House of Sand and Fog by Andre Dubus II has some obvious similarities to East Garrison: its title, the book's cover, and the narrative's repeated mention of fog. Other than that, it is NOT about the American Dream gone bad, as is the basic plot summary of House of Sand and Fog. Dubus's novel spoke to me on many levels through its stark prose and unwavering portrayal of reality. But what influenced me most were the setting and one of the main characters, Kathy Nicolo, a self-destructive alcoholic who cleans houses for her meager living.
I not only read Dubus's novel, I've lived it. I put myself through many years of college by cleaning people's houses. And I know too well the devastation alcoholism brings having been raised by two alcoholics and done my share of the same. I've lived most my life in the East Bay Area and now on the Central Coast. Mist and fog are as familiar to me as are snowstorms and ice to people who live in the Midwest. Fog is a great mood setter. Fort Ord's climate is misty and cloudy 99 percent of the time. It's precisely for that reason that the land made a terrific Army base. Cloaked in its own microclimate, it's difficult to detect what's going on just behind that layer of dense, wet air.

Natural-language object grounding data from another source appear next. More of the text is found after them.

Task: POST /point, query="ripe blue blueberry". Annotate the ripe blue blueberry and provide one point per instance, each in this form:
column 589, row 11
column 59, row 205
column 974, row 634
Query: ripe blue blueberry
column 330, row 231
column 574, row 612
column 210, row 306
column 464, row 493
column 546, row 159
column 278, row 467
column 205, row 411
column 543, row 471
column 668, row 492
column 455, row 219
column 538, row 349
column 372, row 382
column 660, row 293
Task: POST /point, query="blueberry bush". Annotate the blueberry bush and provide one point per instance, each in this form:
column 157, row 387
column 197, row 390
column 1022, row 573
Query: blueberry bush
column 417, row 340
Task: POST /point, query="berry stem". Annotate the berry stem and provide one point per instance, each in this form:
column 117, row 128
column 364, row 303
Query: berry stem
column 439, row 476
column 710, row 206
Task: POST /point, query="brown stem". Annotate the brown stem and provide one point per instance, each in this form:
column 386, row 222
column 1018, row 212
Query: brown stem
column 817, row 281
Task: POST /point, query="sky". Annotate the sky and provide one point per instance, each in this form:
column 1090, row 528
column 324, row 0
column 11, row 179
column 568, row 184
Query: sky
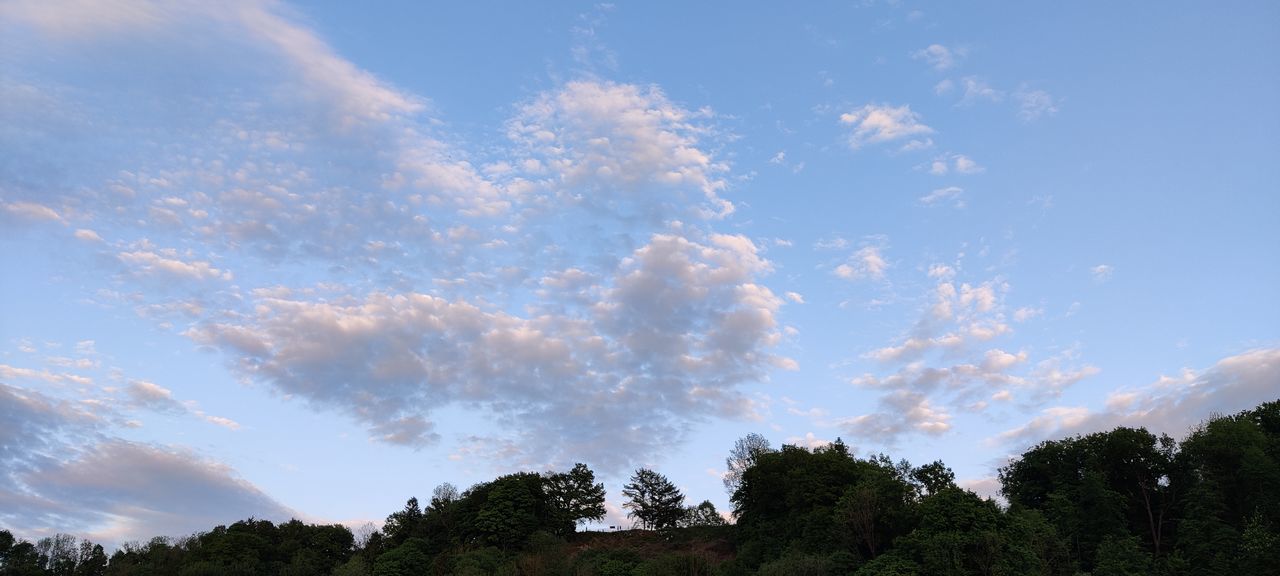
column 312, row 259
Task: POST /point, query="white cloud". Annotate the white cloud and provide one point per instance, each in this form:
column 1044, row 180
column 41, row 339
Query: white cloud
column 938, row 56
column 867, row 263
column 87, row 236
column 945, row 362
column 616, row 138
column 965, row 165
column 666, row 341
column 941, row 272
column 977, row 90
column 876, row 124
column 1027, row 312
column 944, row 195
column 903, row 412
column 961, row 164
column 168, row 263
column 1033, row 104
column 32, row 211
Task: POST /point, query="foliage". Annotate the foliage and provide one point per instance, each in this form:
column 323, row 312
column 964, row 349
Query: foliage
column 744, row 455
column 653, row 499
column 575, row 496
column 1120, row 502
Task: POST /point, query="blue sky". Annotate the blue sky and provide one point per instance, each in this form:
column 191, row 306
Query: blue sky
column 273, row 260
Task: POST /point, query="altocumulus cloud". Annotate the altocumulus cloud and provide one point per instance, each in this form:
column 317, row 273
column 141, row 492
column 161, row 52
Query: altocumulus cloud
column 568, row 280
column 63, row 470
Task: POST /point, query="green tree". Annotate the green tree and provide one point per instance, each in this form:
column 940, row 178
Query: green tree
column 703, row 515
column 576, row 497
column 744, row 455
column 653, row 499
column 402, row 525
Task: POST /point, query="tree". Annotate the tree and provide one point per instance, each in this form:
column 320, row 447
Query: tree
column 744, row 455
column 933, row 476
column 401, row 525
column 703, row 515
column 576, row 496
column 654, row 501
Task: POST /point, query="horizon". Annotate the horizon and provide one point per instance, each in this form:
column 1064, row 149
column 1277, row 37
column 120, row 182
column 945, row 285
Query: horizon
column 310, row 260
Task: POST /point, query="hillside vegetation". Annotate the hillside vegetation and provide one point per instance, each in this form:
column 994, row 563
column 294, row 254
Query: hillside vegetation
column 1120, row 502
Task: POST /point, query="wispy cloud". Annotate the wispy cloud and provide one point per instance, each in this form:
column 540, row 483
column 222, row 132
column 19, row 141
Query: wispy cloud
column 938, row 56
column 874, row 124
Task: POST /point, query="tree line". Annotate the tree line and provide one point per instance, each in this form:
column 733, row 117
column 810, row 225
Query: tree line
column 1124, row 502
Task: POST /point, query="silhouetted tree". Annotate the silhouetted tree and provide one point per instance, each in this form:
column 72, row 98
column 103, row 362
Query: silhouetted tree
column 576, row 497
column 653, row 499
column 744, row 455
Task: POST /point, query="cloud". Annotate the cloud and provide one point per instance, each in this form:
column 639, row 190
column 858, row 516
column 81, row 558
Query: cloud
column 1171, row 405
column 1033, row 104
column 867, row 263
column 620, row 138
column 901, row 412
column 938, row 56
column 977, row 90
column 961, row 164
column 566, row 280
column 60, row 466
column 123, row 490
column 944, row 195
column 150, row 396
column 87, row 236
column 169, row 264
column 32, row 211
column 1027, row 312
column 873, row 124
column 951, row 360
column 664, row 341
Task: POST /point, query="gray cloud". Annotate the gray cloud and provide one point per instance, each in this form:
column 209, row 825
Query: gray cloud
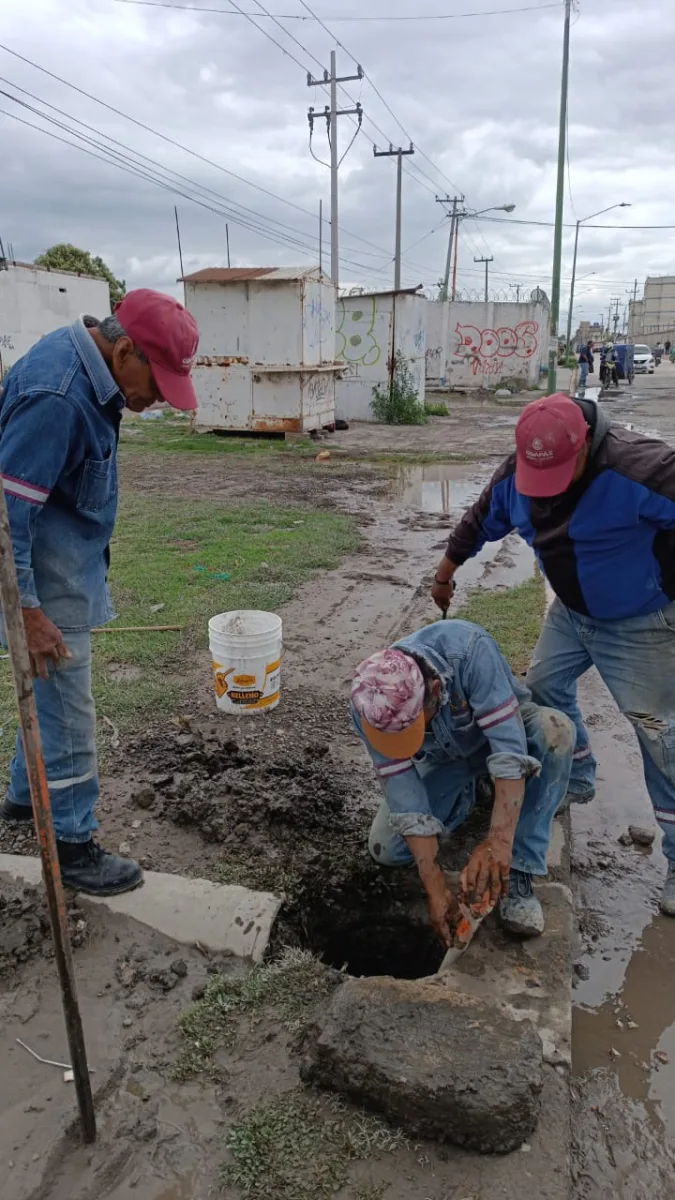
column 481, row 97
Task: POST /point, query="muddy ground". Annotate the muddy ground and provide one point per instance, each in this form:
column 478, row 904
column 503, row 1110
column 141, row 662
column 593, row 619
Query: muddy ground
column 197, row 798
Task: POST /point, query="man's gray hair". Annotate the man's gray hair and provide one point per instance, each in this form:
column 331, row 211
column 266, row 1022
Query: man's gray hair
column 112, row 329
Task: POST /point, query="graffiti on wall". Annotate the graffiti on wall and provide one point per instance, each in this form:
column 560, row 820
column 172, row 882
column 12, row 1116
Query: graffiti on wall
column 354, row 337
column 487, row 351
column 316, row 322
column 318, row 388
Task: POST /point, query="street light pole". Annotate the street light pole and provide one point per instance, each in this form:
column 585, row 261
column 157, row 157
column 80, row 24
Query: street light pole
column 559, row 203
column 623, row 204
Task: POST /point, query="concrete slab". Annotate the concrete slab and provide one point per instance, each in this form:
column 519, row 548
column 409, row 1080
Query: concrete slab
column 223, row 918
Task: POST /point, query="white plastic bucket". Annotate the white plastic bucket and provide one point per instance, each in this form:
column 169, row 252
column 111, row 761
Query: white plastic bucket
column 246, row 654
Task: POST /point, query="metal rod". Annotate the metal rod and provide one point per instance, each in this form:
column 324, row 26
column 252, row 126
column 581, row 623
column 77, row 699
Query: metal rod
column 455, row 251
column 139, row 629
column 568, row 339
column 19, row 660
column 334, row 165
column 178, row 235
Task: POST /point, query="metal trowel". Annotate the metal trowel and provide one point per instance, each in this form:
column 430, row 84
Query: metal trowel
column 465, row 927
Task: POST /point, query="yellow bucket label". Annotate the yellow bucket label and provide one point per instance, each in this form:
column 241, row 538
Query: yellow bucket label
column 242, row 690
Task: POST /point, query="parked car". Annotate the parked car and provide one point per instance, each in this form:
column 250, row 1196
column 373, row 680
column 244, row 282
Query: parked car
column 625, row 365
column 644, row 361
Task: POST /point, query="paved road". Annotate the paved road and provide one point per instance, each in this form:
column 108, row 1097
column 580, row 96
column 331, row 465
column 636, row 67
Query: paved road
column 623, row 1039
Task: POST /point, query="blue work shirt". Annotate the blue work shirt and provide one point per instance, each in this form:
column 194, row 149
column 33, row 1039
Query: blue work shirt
column 478, row 711
column 60, row 412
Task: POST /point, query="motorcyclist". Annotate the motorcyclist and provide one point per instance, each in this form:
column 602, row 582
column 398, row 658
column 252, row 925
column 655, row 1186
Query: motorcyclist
column 609, row 365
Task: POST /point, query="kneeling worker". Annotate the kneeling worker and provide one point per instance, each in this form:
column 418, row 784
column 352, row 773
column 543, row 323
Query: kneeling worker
column 436, row 712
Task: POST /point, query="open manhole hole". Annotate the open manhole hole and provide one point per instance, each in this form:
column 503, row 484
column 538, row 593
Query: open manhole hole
column 370, row 925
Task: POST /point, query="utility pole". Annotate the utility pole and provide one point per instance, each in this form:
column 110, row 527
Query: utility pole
column 178, row 238
column 614, row 301
column 399, row 156
column 452, row 240
column 332, row 113
column 632, row 311
column 487, row 261
column 320, row 238
column 559, row 203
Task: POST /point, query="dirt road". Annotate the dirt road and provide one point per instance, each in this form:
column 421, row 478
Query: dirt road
column 623, row 1027
column 304, row 771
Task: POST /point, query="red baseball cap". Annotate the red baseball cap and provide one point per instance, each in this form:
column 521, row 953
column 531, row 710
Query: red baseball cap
column 549, row 436
column 168, row 336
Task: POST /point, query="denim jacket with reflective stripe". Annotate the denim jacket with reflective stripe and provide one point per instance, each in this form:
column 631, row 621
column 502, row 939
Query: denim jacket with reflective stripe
column 479, row 711
column 59, row 424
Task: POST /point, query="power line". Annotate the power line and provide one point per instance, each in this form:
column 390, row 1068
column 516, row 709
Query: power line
column 179, row 145
column 548, row 225
column 151, row 174
column 294, row 16
column 381, row 97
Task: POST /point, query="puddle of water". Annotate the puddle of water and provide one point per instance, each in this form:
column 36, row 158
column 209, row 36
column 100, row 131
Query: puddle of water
column 436, row 487
column 625, row 1013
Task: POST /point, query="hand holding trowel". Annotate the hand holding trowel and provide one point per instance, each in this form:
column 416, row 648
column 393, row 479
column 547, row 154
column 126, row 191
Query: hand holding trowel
column 481, row 886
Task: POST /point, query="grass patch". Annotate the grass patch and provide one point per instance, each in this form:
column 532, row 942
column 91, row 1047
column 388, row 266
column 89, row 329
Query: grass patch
column 299, row 1147
column 267, row 552
column 512, row 616
column 173, row 435
column 285, row 990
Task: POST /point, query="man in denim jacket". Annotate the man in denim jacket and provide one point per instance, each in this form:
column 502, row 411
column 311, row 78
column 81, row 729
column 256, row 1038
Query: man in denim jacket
column 436, row 712
column 60, row 411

Dubus's novel mounts tragedy upon tragedy until the tension is almost unbearable. A series of mistakes (similar to the Donner story) take on monumental meaning as the narrative moves the characters into a final position against a wall from which they cannot escape. House of Sand and Fog's inevitable conclusion is painfully dark, but honest—both traits that I admire in writing. This is not a novel for everyone, but what book is?